Sales people often believe that prospects will remember their emails or voice mails, when in actuality we are really not that important.
It’s a crowded business environment and we get inundated with information every day, or every waking hour for that matter.
Therefore, sales messages should be crafted a little bit like ads.
Sales messages shouldn’t sound salesy, but they need to be memorable. Just like in advertising, you want to make sure that you penetrate a person’s mind with your communication. And by penetrate I don’t mean that you aimlessly repeat the same thing (which some sales people do) but you effectively craft a message that will resonate with your target audience.
The best ads are the ones where we not only remember the message, but we also connect the message to a brand. Geico anybody?
This can only be accomplished when we weave repetition into our outreach.
In other words, you want to say the same thing over and over, using slightly different versions, changing the order a bit.
Let me give you an example. Let’s paint the scenario where you want to get the attention of a COO (Chief Operation Officer) of a mid-size manufacturing company.

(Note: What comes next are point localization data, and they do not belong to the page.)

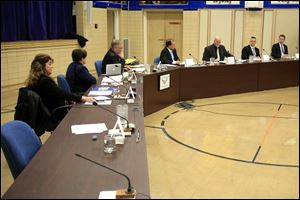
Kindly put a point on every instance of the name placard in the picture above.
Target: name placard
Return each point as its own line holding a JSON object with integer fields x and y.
{"x": 284, "y": 2}
{"x": 164, "y": 81}
{"x": 223, "y": 2}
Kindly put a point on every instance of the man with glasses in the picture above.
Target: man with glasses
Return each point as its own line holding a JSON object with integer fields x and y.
{"x": 113, "y": 56}
{"x": 250, "y": 50}
{"x": 279, "y": 49}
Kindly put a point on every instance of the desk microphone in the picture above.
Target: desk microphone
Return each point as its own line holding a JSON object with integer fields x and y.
{"x": 195, "y": 58}
{"x": 117, "y": 83}
{"x": 268, "y": 54}
{"x": 129, "y": 193}
{"x": 96, "y": 104}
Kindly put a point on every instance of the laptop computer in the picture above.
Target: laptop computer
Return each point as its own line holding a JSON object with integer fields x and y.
{"x": 113, "y": 69}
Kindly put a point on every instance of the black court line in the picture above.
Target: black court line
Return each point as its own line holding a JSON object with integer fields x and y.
{"x": 254, "y": 102}
{"x": 153, "y": 127}
{"x": 174, "y": 112}
{"x": 224, "y": 157}
{"x": 256, "y": 153}
{"x": 219, "y": 113}
{"x": 167, "y": 117}
{"x": 279, "y": 107}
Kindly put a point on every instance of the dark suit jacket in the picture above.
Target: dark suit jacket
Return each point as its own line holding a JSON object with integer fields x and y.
{"x": 211, "y": 51}
{"x": 247, "y": 51}
{"x": 276, "y": 53}
{"x": 166, "y": 58}
{"x": 79, "y": 78}
{"x": 52, "y": 96}
{"x": 111, "y": 58}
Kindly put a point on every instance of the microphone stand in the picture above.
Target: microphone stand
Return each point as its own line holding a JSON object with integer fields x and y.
{"x": 128, "y": 193}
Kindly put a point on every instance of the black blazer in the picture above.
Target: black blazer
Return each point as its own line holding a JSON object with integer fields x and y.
{"x": 276, "y": 53}
{"x": 166, "y": 58}
{"x": 247, "y": 51}
{"x": 111, "y": 58}
{"x": 211, "y": 51}
{"x": 79, "y": 77}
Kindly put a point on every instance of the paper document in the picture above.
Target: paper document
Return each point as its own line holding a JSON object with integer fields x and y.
{"x": 100, "y": 102}
{"x": 100, "y": 93}
{"x": 137, "y": 66}
{"x": 108, "y": 195}
{"x": 108, "y": 80}
{"x": 88, "y": 128}
{"x": 142, "y": 69}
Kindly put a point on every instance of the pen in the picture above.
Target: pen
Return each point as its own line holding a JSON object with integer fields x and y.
{"x": 137, "y": 139}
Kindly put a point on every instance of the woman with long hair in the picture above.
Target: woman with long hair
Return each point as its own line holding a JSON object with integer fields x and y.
{"x": 39, "y": 80}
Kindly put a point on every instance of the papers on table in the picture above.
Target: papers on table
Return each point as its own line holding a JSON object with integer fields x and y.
{"x": 108, "y": 80}
{"x": 88, "y": 128}
{"x": 100, "y": 91}
{"x": 140, "y": 70}
{"x": 102, "y": 102}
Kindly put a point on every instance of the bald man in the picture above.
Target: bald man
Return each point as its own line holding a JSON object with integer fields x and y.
{"x": 216, "y": 50}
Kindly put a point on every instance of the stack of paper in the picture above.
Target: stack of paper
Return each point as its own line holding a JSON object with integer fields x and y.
{"x": 88, "y": 128}
{"x": 115, "y": 79}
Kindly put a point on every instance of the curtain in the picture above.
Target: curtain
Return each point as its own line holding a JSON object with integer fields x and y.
{"x": 35, "y": 20}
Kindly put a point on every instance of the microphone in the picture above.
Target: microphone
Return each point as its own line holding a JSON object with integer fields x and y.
{"x": 96, "y": 104}
{"x": 117, "y": 83}
{"x": 129, "y": 193}
{"x": 268, "y": 54}
{"x": 195, "y": 58}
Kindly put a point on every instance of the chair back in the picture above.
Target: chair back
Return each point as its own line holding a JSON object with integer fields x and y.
{"x": 98, "y": 66}
{"x": 63, "y": 83}
{"x": 19, "y": 144}
{"x": 156, "y": 60}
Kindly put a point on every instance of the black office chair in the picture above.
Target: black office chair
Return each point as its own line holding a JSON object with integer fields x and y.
{"x": 31, "y": 109}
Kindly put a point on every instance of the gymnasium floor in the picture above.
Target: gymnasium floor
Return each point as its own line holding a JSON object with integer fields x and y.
{"x": 235, "y": 146}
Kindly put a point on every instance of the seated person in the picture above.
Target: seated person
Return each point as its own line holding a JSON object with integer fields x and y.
{"x": 39, "y": 80}
{"x": 216, "y": 50}
{"x": 250, "y": 50}
{"x": 279, "y": 49}
{"x": 169, "y": 55}
{"x": 78, "y": 76}
{"x": 113, "y": 55}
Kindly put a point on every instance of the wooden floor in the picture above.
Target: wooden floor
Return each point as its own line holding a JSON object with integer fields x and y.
{"x": 235, "y": 146}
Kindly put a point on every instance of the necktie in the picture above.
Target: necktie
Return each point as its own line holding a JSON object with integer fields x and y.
{"x": 282, "y": 49}
{"x": 218, "y": 54}
{"x": 253, "y": 51}
{"x": 171, "y": 52}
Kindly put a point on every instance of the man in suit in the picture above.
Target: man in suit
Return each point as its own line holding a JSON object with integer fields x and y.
{"x": 216, "y": 50}
{"x": 279, "y": 49}
{"x": 113, "y": 56}
{"x": 169, "y": 55}
{"x": 250, "y": 50}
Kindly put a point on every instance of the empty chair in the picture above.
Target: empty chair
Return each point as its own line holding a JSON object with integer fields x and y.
{"x": 98, "y": 66}
{"x": 19, "y": 144}
{"x": 63, "y": 83}
{"x": 156, "y": 60}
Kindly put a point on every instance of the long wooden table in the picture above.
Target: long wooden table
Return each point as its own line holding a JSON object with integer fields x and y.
{"x": 210, "y": 81}
{"x": 55, "y": 171}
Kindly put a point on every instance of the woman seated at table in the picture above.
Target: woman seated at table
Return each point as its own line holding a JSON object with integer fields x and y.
{"x": 52, "y": 96}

Your goal is to get a response from that person to either, book a meeting with him/her or get a referral to the person who is responsible for that area.
You want to craft an email/phone outreach cadence of five touchpoints where you use the value proposition over and over, using slightly different words.

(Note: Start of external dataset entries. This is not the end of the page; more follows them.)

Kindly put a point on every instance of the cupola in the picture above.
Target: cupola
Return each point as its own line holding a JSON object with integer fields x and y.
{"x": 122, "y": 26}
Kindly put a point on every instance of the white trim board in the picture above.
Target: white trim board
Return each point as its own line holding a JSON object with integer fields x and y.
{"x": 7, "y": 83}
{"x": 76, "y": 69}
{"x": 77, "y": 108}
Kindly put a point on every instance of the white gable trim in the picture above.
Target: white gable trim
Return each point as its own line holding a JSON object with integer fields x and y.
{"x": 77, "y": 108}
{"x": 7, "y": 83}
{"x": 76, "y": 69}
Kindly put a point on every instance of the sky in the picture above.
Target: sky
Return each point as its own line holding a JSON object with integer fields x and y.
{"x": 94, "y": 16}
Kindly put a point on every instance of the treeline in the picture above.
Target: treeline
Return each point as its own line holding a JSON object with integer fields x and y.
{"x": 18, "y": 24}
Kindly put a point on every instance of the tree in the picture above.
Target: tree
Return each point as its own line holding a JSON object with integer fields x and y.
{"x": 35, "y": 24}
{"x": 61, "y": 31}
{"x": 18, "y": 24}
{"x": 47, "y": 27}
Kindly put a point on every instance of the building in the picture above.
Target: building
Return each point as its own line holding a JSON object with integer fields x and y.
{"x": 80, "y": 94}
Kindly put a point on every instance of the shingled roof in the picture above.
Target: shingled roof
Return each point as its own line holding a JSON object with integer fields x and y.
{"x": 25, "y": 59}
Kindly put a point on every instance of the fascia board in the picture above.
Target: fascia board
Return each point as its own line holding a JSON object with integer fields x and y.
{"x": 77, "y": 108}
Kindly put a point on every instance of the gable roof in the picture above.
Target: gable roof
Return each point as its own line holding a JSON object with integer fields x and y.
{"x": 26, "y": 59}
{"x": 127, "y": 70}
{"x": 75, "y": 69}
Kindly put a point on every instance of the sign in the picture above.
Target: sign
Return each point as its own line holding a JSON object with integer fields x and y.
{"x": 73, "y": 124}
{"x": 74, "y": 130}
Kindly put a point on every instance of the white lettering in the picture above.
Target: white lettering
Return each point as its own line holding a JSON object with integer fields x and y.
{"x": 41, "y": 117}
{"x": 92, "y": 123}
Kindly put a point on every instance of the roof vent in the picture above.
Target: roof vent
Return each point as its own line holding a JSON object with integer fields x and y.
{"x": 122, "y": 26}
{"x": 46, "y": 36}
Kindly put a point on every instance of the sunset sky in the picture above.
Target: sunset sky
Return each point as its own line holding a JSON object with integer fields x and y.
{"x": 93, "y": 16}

For example, you talk about your solution and how it can create efficiencies to help save time and money and that’s the message you want to come back to time and time again. Everything else you say is basically a filler. What you want them to remember is “saving time and money by creating efficiencies” using your solution.
But the key is not only repetition, but also to have no more than 10 business days between the first and the fifth outreach. You can only tap into people’s memory when the intervals between each outreach are short.
Again, we all get inundated with information and for somebody to remember you and the message you are trying to communicate, it is important to stick to this recipe.
Short Time Frame + Repetition + Perseverance
Also, many sales people are hung up on the fact that their prospects should remember the company they represent. Unless you work for IBM, SAP or any of the other known brands, people generally don’t care. What they care about is “What’s in for me?”. The key is not for them to remember the company you represent, but how you can help them solve a business problem.